Students from AAU Win Major French Energy Competition · 31. March 2011
A victory ceremony in Paris and inspiration on a tour of Laos. That’s the reward for 24-year-old Kim Clausen and three fellow students from Aalborg University’s Master’s program in Sustainable Energy Planning and Management after defeating 328 teams competing in a major French energy contest for university students and newly graduated engineers.
The competition, Energy Task Force, was sponsored by the major French energy company Electricité de France (EDF) and ran over three weeks. In that time, participants had to imagine that they had landed on a volcanic island, where they had to solve a number of tasks related to energy supply.
- Each week we had five different missions. An example would be to calculate whether it would pay in a given situation to invest in a hydroelectric power plant rather than continue with fossil fuels. The tasks in the competition were very similar to what we work with in our study program, so that was a big advantage for us, says a triumphant Kim Clausen.
His three teammates in the competition, Félix Maire, Maxence Quatrehomme and Alexandre Canet, as the names suggest, are all French AAU students, and there is a natural explanation for this. The program in Sustainable Energy Planning and Management attracts more international than Danish students. According to Kim Clausen, Denmark's good reputation in wind energy is the reason he’s surrounded by French-speaking students.
- In relation to renewable energy, Denmark is a very attractive country for international students to study in.
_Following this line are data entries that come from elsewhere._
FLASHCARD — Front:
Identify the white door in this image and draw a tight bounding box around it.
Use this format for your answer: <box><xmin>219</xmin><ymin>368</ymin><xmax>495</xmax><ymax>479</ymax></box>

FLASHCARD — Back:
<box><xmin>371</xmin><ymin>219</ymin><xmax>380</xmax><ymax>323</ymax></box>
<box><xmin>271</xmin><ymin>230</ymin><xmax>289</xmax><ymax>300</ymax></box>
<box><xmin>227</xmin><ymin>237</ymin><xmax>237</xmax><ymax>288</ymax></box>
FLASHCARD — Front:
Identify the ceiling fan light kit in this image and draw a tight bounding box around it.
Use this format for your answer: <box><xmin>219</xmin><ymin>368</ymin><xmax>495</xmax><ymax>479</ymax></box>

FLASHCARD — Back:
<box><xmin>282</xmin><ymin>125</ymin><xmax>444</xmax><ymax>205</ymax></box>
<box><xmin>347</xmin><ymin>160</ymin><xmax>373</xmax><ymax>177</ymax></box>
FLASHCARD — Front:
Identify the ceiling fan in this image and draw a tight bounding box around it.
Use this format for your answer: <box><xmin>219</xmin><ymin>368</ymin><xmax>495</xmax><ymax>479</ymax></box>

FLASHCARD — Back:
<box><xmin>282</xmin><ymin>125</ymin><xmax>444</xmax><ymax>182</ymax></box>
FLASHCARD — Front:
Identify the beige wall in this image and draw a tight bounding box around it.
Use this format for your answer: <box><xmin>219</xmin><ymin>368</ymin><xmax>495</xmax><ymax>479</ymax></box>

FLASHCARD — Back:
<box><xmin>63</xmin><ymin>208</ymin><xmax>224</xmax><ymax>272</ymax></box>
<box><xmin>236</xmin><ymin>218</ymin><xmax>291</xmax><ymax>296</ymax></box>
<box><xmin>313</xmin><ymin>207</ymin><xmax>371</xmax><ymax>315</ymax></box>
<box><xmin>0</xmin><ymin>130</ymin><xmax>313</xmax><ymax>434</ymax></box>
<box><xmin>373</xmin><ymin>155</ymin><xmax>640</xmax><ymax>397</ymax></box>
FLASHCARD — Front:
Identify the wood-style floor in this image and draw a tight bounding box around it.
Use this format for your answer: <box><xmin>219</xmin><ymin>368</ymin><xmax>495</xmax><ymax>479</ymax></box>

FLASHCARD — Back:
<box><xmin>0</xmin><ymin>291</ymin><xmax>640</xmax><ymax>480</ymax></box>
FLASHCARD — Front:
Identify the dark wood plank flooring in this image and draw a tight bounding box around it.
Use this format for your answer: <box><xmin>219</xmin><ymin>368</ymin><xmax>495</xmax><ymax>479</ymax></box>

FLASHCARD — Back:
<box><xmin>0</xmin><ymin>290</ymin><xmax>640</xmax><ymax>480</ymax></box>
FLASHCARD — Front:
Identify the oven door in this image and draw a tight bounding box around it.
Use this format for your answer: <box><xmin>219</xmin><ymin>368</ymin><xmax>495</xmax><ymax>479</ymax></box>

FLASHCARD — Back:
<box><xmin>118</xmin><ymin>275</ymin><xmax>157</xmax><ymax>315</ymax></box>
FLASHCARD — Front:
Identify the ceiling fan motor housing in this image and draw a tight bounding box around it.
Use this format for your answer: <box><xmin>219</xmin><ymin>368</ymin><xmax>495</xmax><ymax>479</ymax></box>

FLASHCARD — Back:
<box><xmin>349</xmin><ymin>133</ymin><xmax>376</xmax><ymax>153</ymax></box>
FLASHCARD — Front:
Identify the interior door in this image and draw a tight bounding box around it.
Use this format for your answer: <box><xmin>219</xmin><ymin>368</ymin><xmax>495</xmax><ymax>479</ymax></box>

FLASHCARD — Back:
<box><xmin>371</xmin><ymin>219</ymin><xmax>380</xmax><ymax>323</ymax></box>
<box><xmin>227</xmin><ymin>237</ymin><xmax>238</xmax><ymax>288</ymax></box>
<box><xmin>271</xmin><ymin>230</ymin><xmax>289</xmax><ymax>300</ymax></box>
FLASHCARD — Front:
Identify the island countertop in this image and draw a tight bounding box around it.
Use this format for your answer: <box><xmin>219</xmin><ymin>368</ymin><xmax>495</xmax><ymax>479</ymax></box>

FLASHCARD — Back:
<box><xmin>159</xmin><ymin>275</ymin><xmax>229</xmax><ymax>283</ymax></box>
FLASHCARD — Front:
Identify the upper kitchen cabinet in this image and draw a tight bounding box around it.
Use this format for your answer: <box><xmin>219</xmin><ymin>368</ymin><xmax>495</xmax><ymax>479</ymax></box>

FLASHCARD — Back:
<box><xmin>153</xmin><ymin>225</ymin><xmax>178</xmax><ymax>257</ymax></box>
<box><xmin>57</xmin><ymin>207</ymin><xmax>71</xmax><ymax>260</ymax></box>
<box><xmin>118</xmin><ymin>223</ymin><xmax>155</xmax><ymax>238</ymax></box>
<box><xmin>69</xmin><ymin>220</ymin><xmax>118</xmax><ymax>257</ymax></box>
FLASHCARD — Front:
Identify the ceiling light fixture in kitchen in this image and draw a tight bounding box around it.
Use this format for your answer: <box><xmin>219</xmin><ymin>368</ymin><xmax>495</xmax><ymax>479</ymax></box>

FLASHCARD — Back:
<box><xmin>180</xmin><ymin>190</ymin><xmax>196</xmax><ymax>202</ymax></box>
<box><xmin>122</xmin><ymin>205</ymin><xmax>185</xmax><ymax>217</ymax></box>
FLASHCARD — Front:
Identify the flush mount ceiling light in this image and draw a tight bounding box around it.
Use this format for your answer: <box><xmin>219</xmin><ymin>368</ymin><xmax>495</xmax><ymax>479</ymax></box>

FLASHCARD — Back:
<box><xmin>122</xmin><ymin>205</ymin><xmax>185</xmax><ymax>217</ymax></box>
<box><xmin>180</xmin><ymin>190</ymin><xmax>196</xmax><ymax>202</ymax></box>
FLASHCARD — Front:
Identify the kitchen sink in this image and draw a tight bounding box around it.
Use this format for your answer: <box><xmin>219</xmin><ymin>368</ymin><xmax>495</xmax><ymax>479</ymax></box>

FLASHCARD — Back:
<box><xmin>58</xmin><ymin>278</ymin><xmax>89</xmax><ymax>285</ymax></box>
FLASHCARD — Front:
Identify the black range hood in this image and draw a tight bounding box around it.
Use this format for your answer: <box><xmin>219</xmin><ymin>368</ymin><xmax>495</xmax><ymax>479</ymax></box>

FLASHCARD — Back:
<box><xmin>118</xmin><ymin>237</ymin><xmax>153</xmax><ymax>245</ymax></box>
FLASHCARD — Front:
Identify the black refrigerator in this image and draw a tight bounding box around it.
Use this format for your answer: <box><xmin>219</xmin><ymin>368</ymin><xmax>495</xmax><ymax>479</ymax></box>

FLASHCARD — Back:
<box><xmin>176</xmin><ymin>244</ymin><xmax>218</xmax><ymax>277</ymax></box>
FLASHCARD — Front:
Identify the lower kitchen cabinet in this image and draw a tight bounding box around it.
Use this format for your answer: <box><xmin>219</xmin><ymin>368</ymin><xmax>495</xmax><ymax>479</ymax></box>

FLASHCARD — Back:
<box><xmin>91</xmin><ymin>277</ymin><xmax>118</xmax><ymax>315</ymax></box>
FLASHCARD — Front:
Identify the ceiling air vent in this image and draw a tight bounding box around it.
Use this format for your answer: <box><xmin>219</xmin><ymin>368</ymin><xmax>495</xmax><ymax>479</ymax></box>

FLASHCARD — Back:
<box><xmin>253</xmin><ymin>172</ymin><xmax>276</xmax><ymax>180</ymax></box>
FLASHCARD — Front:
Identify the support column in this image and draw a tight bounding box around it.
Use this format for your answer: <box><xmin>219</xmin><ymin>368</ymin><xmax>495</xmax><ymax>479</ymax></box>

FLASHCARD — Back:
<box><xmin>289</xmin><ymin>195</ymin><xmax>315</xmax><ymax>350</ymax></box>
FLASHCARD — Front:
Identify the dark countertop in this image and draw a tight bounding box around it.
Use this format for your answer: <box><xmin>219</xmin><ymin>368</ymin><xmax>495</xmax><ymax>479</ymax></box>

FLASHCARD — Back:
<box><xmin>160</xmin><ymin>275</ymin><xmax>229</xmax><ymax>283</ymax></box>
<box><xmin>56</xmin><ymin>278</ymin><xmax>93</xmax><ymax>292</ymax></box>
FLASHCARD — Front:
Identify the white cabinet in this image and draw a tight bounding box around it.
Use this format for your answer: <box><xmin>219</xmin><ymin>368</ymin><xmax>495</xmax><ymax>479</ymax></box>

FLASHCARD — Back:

They themselves say that wind energy is a draw and that Denmark is interesting because we seem to be good at getting renewable energy into systems – although I think it has gone much too slowly the last 7 or 8 years, says Kim Clausen.
Conversely, working with the French students and participating in the competition gave him some very un-Danish experiences with nuclear power.
- Nuclear power until now has made up a lot of the French energy supply and one of the missions was to gain an understanding of a nuclear power plant and calculate something about radiation. It was interesting because it’s not something we talk very much about in our program or in Denmark generally, says Kim Clausen.
The four AAU students will be presented as winners of the competition at an event in Paris on April 7-8. First prize is a tour of Laos, including a visit to one of the world's largest hydroelectric power plants on the Nam Theun River.